The adorable dik-dik, a pleasing antelope, is as cute as it is tiny. While it might seem like a deer at first, the dik-dik barely reaches a height of one foot! Isn’t there something utterly lovable about mini animals that makes us all gushy-mushy? But there are things about the antelope that will take you for a surprise ride – some of them as enchanting as their little size, others a bit more questionable!

The Adorable Dik-Dik Has Its Own Property Ownership Ceremony!
Colorado State University Libraries, CC BY-SA 4.0 https://creativecommons.org/licenses/by-sa/4.0, via Wikimedia Commons

The first thing you noticed are probably its doe-eyes. Nature’s trick fools us into believing that dik-diks have two pairs of eyes – one large and one small. This, however mesmerizing, isn’t exactly true. But their arresting eyes do serve a very special purpose. You see, to mark their ‘property’, their dwelling, a dwarf antelope(and sometimes its family) would rub its eyes against the grass and straws and twigs. This is because, just like tear-glands in us humans, dik-diks have inorbital glands that secrete a fluid with its own distinct scent. Once the scent has covered the perimeter of the area a dik-dik wants, it is in its name. 

But that’s not the only way dik-diks mark their property. 

Fair warning, things are about to get a little dirty. 

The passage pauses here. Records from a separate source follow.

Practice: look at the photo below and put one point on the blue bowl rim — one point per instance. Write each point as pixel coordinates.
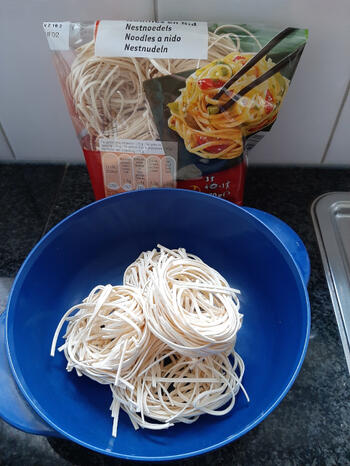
(31, 257)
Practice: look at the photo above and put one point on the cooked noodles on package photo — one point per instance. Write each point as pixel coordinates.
(172, 103)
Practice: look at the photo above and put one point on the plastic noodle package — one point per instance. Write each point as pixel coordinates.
(172, 103)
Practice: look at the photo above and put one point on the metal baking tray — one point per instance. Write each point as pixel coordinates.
(331, 217)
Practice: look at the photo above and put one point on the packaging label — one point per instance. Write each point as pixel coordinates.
(57, 34)
(129, 164)
(150, 39)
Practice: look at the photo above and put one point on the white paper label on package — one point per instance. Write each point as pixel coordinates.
(150, 39)
(133, 146)
(57, 34)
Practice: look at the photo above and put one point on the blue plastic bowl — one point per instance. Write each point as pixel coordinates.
(94, 246)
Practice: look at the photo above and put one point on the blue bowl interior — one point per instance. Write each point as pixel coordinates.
(94, 246)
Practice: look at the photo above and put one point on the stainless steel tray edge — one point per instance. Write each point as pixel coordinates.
(333, 261)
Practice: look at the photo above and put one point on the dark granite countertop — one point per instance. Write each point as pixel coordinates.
(312, 424)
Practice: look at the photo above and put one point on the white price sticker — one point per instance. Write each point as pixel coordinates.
(150, 39)
(57, 34)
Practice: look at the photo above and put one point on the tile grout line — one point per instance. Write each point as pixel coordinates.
(54, 201)
(334, 127)
(2, 131)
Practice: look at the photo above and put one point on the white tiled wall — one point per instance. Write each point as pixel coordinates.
(5, 151)
(37, 124)
(32, 108)
(339, 149)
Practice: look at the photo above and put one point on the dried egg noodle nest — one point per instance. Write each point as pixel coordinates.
(175, 388)
(191, 307)
(107, 334)
(108, 95)
(163, 341)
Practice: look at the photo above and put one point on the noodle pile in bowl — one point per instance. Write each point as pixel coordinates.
(163, 341)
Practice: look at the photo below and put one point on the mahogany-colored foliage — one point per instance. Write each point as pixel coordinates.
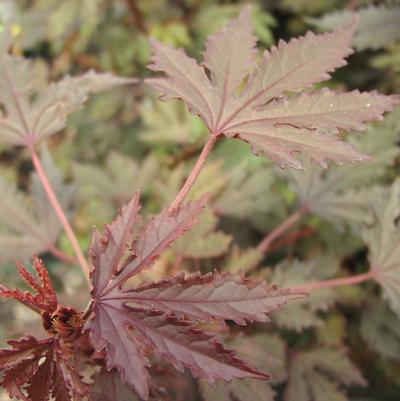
(163, 315)
(126, 325)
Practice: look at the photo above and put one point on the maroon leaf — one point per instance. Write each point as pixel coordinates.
(186, 346)
(110, 249)
(35, 369)
(109, 330)
(126, 331)
(211, 297)
(108, 386)
(253, 100)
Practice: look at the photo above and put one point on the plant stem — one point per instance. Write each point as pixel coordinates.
(265, 244)
(60, 213)
(59, 254)
(194, 173)
(336, 282)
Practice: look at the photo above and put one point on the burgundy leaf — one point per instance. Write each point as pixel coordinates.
(108, 386)
(127, 323)
(245, 98)
(45, 299)
(34, 369)
(107, 251)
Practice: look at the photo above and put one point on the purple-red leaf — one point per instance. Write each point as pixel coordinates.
(107, 251)
(153, 239)
(211, 297)
(186, 346)
(45, 299)
(109, 330)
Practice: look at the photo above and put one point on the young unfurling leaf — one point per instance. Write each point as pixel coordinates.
(125, 321)
(245, 99)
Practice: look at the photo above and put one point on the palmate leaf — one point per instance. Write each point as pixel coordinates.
(163, 315)
(29, 225)
(244, 98)
(377, 27)
(169, 123)
(320, 374)
(26, 121)
(34, 370)
(380, 329)
(383, 240)
(266, 352)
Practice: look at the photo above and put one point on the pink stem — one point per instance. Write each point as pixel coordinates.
(194, 173)
(265, 244)
(60, 213)
(336, 282)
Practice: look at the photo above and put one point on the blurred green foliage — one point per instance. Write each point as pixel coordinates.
(125, 140)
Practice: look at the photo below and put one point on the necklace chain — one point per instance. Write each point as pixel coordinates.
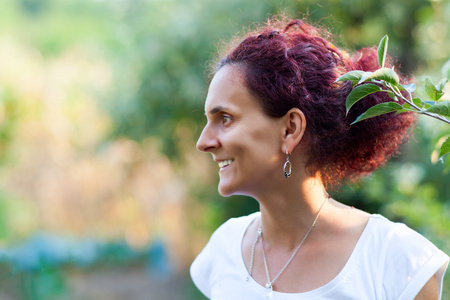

The dik-dik is polygamous and mates for life. So when a male of this antelope family has found his female partner, they decide to own property. To ‘mark’ the land as theirs, they have a pee-and-poop ceremony. 

Confused? 

The female comes forward first, and urinates. And then she defecates. Then her partner comes forward, smells her, um, excreta, curls his upper lip, scratches off her poop with his hind legs, and proceeds to do the same two things his partner had done.

And that’s how you mark property – not with documents, but with DNA. 

Hey, we warned you. 

While this ceremony isn’t exactly adorable, we like to think of the dik-dik family going around, rubbing its eyes on the boundary of the property, all of them bunny-sized. The dik-dik kids take part in this smell-to-mark ceremony, too. In fact, a dik-dik baby will live with its parents for some months after its birth, and then the parents chase it away from their land. 

Okay, how human is that? We only understand at 18, ouch!

Apart from this, another thing you’d love about these little dik-diks is that these mini creatures run in a zig-sqg pattern. And they make a dik-dik sound – that’s what gave them their name. 

The dik-diks have excellent vision, and can run at a speed of 42km/h. This is how they stay safe from predators – jackals, big cats, hyenas, dogs – everyone wants a piece of dik-dik. 

But only the land gets it. 

Too far?

Dik-diks are cute and harmless, but judging these adorable animals by their looks could be your last mistake!